Rares sont ceux qui décontemplent en toute liberté sans le souci d’être abîmés par ce réel dont ils ont essayé d’innombrables fois d’en faire partie. Ils vivent et sont horriblement épris par leurs atroces douleurs lorsqu’ils ne peuvent transcender ce dôme qui les distance de ce qu’ils ont si souvent glorifié sans laisser place à la moindre exténuation. Jadis ils contemplaient comme aucune autre créature n’en était capable. Leur maîtrise de leur étonnement envers la faune et la flore se tenait sur le pic de la perfection. Ils regorgeaient de la plus intense série d’émotions, réagissaient avec grâce et sublimité aux manifestations de ce décor botanique alors même qu’il n’aurait pu ne pas se présenter sous leurs arcs sensoriels. Puis un jour, pendant qu’un soleil s’immisçait sous les cieux, ils mirent fin à leur étonnement philosophique, et surmontèrent la sagesse du visiteur. Ensemble, ils commencèrent à embrasser les sujets de leur contemplation et se mirent à danser sous le ciel qui semblait laisser paraître lui aussi l’ombre d’un sentiment. Ils trouvèrent en eux une passion que seuls les poètes dotés de la sensibilité la plus aigüe peuvent en palper la forme sans jamais en percevoir le fond. Ce sont des êtres qui ont cessé de contempler le monde pour aimer et vivre parmi ce qui est afin de devenir à leur tour eux-mêmes contemplés. C’est ainsi que dans toute rencontre futile au cours de laquelle deux corps se choquent, deux âmes se touchent, ou que deux mains s’enlacent, que « vivre » devient « aimer ». [que la pendule humaine transite de « vivre » à « aimer ».]

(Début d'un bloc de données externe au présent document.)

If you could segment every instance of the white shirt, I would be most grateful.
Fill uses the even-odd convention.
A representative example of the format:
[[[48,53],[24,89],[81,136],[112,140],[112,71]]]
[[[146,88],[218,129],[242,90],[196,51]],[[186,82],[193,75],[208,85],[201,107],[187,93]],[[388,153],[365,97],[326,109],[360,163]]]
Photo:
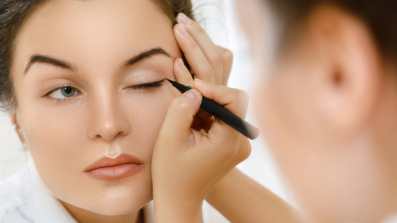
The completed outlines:
[[[146,222],[155,223],[152,202]],[[0,182],[0,223],[77,223],[42,181],[33,161]]]

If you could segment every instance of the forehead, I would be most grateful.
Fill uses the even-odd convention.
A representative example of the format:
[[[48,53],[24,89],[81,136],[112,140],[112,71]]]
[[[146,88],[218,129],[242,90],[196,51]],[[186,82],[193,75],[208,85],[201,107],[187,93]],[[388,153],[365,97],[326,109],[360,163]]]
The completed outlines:
[[[169,19],[151,0],[50,0],[21,27],[14,59],[42,53],[109,64],[153,46],[172,51],[173,42]]]

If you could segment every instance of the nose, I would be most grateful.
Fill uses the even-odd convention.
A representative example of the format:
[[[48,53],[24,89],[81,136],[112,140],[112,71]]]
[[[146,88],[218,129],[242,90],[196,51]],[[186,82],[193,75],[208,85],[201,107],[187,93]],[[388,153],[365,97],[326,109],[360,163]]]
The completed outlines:
[[[117,97],[97,97],[90,104],[88,128],[90,138],[110,141],[129,133],[129,120]]]

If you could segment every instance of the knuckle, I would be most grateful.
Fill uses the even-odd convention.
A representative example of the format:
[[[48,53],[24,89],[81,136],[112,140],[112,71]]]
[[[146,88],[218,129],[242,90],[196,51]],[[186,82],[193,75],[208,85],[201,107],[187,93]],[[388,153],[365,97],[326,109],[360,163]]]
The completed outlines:
[[[169,107],[178,112],[185,112],[191,107],[190,102],[183,97],[175,98],[171,103]]]
[[[224,51],[222,53],[222,57],[224,61],[228,62],[232,62],[233,61],[233,52],[229,49],[225,49]]]
[[[221,65],[223,63],[223,58],[220,53],[214,53],[209,57],[209,60],[215,64]]]
[[[198,45],[197,45],[197,43],[196,43],[191,36],[187,38],[187,45],[188,47],[191,49],[196,49],[198,47]]]
[[[245,91],[238,90],[237,97],[241,102],[248,102],[249,100],[249,95]]]

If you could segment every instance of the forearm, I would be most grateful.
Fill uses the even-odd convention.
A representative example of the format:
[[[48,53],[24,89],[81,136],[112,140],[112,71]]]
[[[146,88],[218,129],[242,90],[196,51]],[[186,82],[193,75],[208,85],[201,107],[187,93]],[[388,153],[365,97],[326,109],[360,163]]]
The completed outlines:
[[[236,168],[206,200],[233,222],[300,222],[293,207]]]

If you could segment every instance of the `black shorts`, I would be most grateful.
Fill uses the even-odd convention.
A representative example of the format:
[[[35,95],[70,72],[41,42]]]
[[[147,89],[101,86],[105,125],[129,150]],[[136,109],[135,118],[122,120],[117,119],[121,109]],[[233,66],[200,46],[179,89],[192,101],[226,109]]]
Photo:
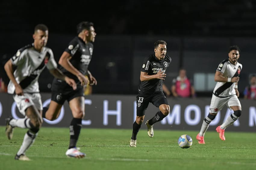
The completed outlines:
[[[68,102],[77,97],[84,96],[83,88],[77,85],[74,90],[64,81],[54,79],[52,88],[51,100],[60,105],[63,105],[66,100]]]
[[[163,104],[169,105],[168,101],[162,91],[152,94],[139,94],[136,99],[136,114],[138,116],[145,115],[146,110],[150,102],[157,108]]]

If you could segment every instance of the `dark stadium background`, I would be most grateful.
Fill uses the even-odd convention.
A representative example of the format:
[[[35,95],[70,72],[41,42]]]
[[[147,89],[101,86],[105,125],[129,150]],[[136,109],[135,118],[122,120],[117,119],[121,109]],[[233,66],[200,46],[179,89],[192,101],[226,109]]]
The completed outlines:
[[[94,94],[135,94],[144,58],[153,52],[159,39],[167,43],[173,61],[166,83],[170,85],[179,68],[188,76],[214,73],[237,44],[243,65],[240,92],[256,72],[256,2],[253,0],[14,1],[0,2],[1,75],[8,81],[3,66],[17,50],[33,42],[35,26],[46,25],[47,46],[58,61],[76,35],[76,24],[93,22],[97,35],[89,70],[97,79]],[[39,80],[48,92],[53,77],[47,69]],[[197,92],[210,96],[212,90]]]

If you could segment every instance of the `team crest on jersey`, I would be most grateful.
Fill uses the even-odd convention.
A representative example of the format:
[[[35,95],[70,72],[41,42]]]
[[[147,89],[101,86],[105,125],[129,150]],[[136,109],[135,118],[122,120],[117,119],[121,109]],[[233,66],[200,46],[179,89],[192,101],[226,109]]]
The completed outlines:
[[[240,67],[238,67],[238,68],[237,68],[237,73],[238,73],[239,74],[240,74],[240,72],[241,71],[241,68]]]
[[[57,95],[57,97],[56,97],[56,99],[58,101],[59,101],[62,99],[62,97],[60,95]]]
[[[17,53],[16,53],[16,56],[17,57],[18,57],[20,56],[20,51],[19,50],[18,50],[17,51]]]
[[[73,45],[70,45],[68,46],[68,48],[69,50],[73,50],[73,48],[74,48],[74,46],[73,46]]]
[[[90,48],[89,49],[89,51],[90,51],[90,54],[91,55],[92,55],[92,52],[93,51],[93,50],[92,49],[92,48]]]

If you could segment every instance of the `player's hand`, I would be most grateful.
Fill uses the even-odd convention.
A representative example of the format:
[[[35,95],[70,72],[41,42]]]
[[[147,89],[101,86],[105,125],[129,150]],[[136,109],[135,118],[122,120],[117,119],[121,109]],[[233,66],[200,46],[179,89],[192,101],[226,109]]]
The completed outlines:
[[[161,69],[155,75],[156,78],[162,80],[164,80],[164,77],[166,77],[166,74],[164,73],[164,71],[162,71]]]
[[[15,86],[15,93],[18,96],[23,96],[24,95],[23,93],[23,90],[19,84]]]
[[[89,80],[87,77],[84,76],[81,73],[80,73],[77,76],[77,78],[79,81],[81,82],[81,85],[83,86],[88,84],[89,83]]]
[[[97,80],[93,76],[92,74],[90,74],[90,79],[89,80],[89,85],[90,86],[97,85]]]
[[[235,83],[238,82],[239,81],[239,77],[233,77],[231,79],[231,82],[232,83]]]
[[[237,89],[235,89],[236,90],[236,94],[237,96],[237,97],[239,97],[239,92],[238,91]]]
[[[74,90],[76,89],[76,82],[73,79],[70,78],[67,76],[65,77],[64,79],[66,82],[70,86],[72,87],[73,90]]]

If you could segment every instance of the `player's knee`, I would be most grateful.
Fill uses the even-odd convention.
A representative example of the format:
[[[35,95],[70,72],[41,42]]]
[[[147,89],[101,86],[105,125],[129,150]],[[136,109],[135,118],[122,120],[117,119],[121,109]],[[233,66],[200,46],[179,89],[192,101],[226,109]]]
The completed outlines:
[[[140,116],[136,118],[136,123],[138,125],[140,125],[143,122],[144,120],[143,116]]]
[[[209,114],[207,117],[209,119],[212,120],[213,120],[214,119],[215,119],[215,117],[216,117],[216,114]]]
[[[238,117],[240,117],[242,114],[242,111],[238,110],[234,112],[234,114]]]
[[[36,123],[35,124],[32,123],[31,121],[29,122],[29,124],[31,127],[30,130],[34,133],[35,134],[37,133],[39,131],[39,129],[41,127],[40,123]]]
[[[170,106],[169,105],[167,105],[166,107],[161,108],[160,111],[165,116],[167,116],[170,113]]]
[[[52,114],[51,115],[49,115],[48,114],[46,115],[45,118],[46,118],[47,119],[47,120],[49,120],[52,121],[57,119],[57,117],[55,115],[53,115]]]

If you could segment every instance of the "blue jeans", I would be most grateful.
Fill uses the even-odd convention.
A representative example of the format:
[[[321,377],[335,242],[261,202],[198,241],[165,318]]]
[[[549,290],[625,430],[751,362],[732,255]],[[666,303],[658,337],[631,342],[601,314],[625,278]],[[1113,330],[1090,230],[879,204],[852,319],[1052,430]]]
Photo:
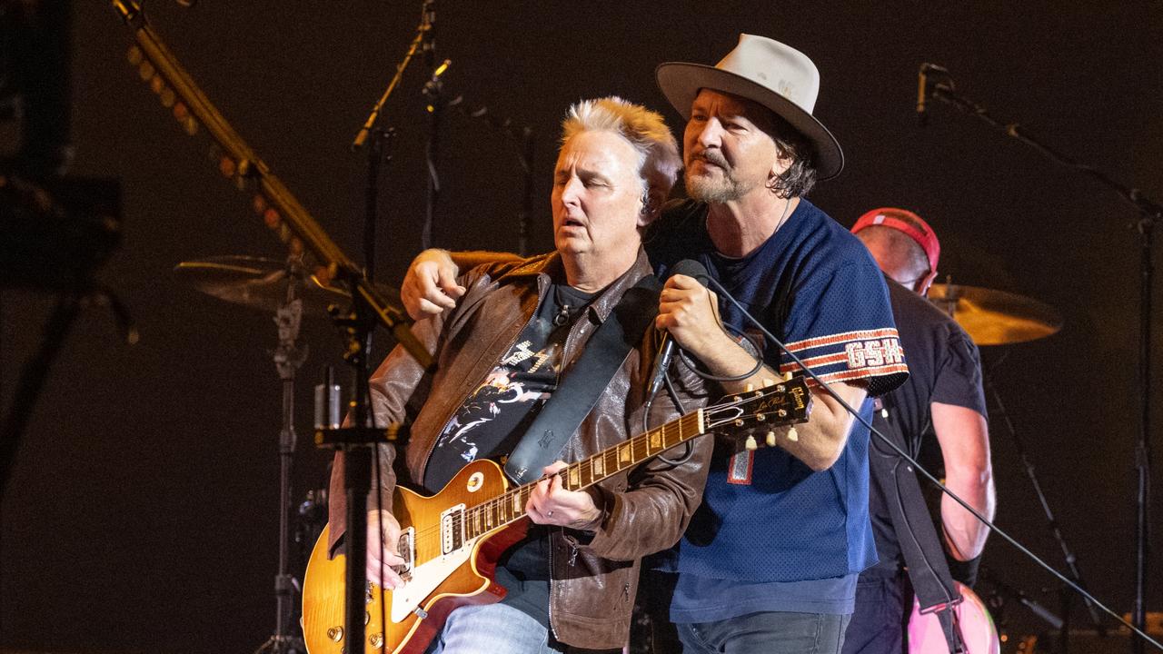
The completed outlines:
[[[839,654],[849,616],[759,612],[679,624],[683,654]]]
[[[508,604],[461,606],[424,654],[605,654],[607,649],[569,647],[549,637],[549,630],[525,611]],[[616,651],[620,652],[620,651]]]
[[[427,654],[557,654],[549,646],[549,630],[506,604],[461,606]]]

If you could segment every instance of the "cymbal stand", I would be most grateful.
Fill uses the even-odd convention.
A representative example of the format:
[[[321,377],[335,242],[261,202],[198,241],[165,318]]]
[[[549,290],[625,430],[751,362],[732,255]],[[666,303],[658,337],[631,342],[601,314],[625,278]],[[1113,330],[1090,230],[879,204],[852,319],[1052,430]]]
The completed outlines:
[[[992,369],[997,369],[1006,360],[1008,355],[1004,351],[1001,356],[992,365]],[[992,371],[992,370],[991,370]],[[1070,573],[1070,578],[1082,588],[1086,588],[1086,582],[1083,580],[1082,573],[1078,570],[1078,556],[1070,549],[1070,545],[1066,543],[1066,536],[1062,534],[1062,528],[1058,525],[1057,518],[1054,517],[1054,511],[1050,509],[1050,503],[1046,499],[1046,493],[1042,491],[1042,484],[1037,481],[1037,475],[1034,474],[1034,464],[1030,463],[1029,456],[1026,455],[1026,446],[1022,445],[1021,438],[1018,435],[1018,429],[1014,428],[1013,421],[1009,419],[1009,412],[1006,411],[1006,405],[1001,401],[1001,394],[998,393],[998,389],[993,385],[990,372],[983,371],[982,381],[985,386],[985,392],[990,394],[993,400],[993,410],[990,412],[991,421],[1001,418],[1003,425],[1006,427],[1006,432],[1009,433],[1009,440],[1014,443],[1014,449],[1018,450],[1018,457],[1021,460],[1022,469],[1026,471],[1026,477],[1029,479],[1030,485],[1034,488],[1034,495],[1037,496],[1037,500],[1042,505],[1042,512],[1046,514],[1047,526],[1050,527],[1050,533],[1054,535],[1054,540],[1058,541],[1058,546],[1062,548],[1062,556],[1066,562],[1066,570]],[[1066,654],[1070,648],[1069,634],[1070,634],[1070,609],[1072,605],[1073,593],[1069,588],[1063,585],[1058,591],[1058,597],[1061,600],[1061,612],[1062,617],[1061,624],[1058,625],[1058,654]],[[1105,633],[1106,628],[1103,626],[1103,619],[1099,616],[1098,606],[1087,599],[1083,598],[1086,604],[1087,611],[1090,611],[1091,623],[1099,633]]]
[[[1139,433],[1135,439],[1135,470],[1137,489],[1135,492],[1135,602],[1132,610],[1132,623],[1137,638],[1132,639],[1132,652],[1142,654],[1147,645],[1147,567],[1150,554],[1148,547],[1148,509],[1150,506],[1151,478],[1151,292],[1154,286],[1155,265],[1153,262],[1151,235],[1155,223],[1163,219],[1163,205],[1148,198],[1139,189],[1129,187],[1111,179],[1099,169],[1077,162],[1046,145],[1030,136],[1016,122],[1005,123],[994,119],[985,107],[957,93],[952,77],[942,66],[930,63],[921,64],[919,76],[919,102],[933,98],[985,122],[1007,136],[1029,145],[1050,161],[1086,175],[1107,189],[1119,194],[1139,213],[1137,220],[1129,228],[1139,234]]]
[[[291,548],[291,465],[294,460],[294,377],[307,358],[307,346],[301,348],[299,324],[302,320],[301,289],[305,272],[295,255],[287,257],[286,301],[279,307],[274,324],[279,329],[279,347],[272,353],[274,367],[283,381],[283,428],[279,431],[279,570],[274,576],[276,620],[274,634],[255,654],[306,654],[302,639],[294,634],[294,597],[300,590],[298,580],[288,570]]]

« Il est si imprudent d’escalader les massifs du cœur que seuls certains sages peuvent prétendre en connaître les environs. Les initiés se perdent trop souvent et tous sans exception finissent un jour ou l’autre par aboutir aux mêmes sanctions morales. La métaphysique de l’esprit est une médecine dangereuse pour son investigateur. Heureux est celui qui contre toute attente arrive à ressortir de ces tunnels sombres sans issues avec dans sa main celle de sa nouvelle compagne et dans l’autre la compréhension absolue de ce phénomène passionnel.

II

La sagesse du visiteur – Entre dans ces lieux qui ne te connaissent pas encore. Laisse-toi porter par leurs enchantements muraux. Il réside en ton sein une satisfaction béate de ne pas prendre contact avec ces nouveaux espaces. Tel un visiteur qui passe devant une sculpture saisissante, tu n’y touches point sachant que son éclat est déjà parfait tel qu’il est. Ainsi va le sage visiteur dont le regard encombre les sujets beaucoup plus que ses propres mains.